Any non-zero exit code from underlying commands leads to these "guards" checks, which are not unwelcomed, but that does not help to find the root cause of a problem. Several commands may return a non-zero exit code (e.g. iptables-service isn't present but this is not a blocking error), and this is not sufficient to identify why leapp stops with an undefined error.

-> A customer having its remote repositories on a Satellite server can't always access to an external site, so checking "example.com" isn't good.
-> This customer doesn't need a proxy to reach its repos, but he configured it anyway, he didn't it bad and didn't see that leads to a 407 Proxy Auth Error. Only a strace shows that.
-> Once the proxy issue was resolved, there was still a problem, with the same error message (can't access to example.com, please check the internet connection). The 2nd problem was an incomplete repomd.xml, there were missing dependencies and it was due to a sync problem on its Satellite server.

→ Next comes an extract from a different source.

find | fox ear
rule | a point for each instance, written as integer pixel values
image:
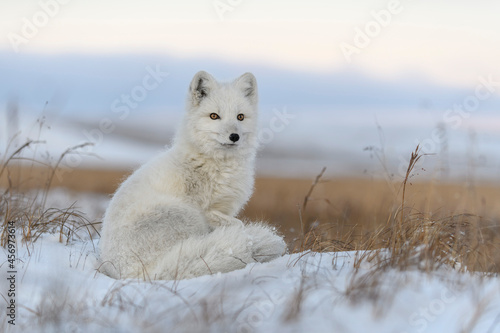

In order to help the debugging, copying the following logs in /var/log/leapp/dnf-debugdata could be a good thing:
/var/log/rhsm/rhsm.log
/var/log/dnf.log
/var/log/dnf.librepo.log
/var/log/dnf.rpm.log
/var/log/hawkey.log

Indeed, what happens isn't fully logged in a persistent manner, since these files are removed just before unmounting the overlay.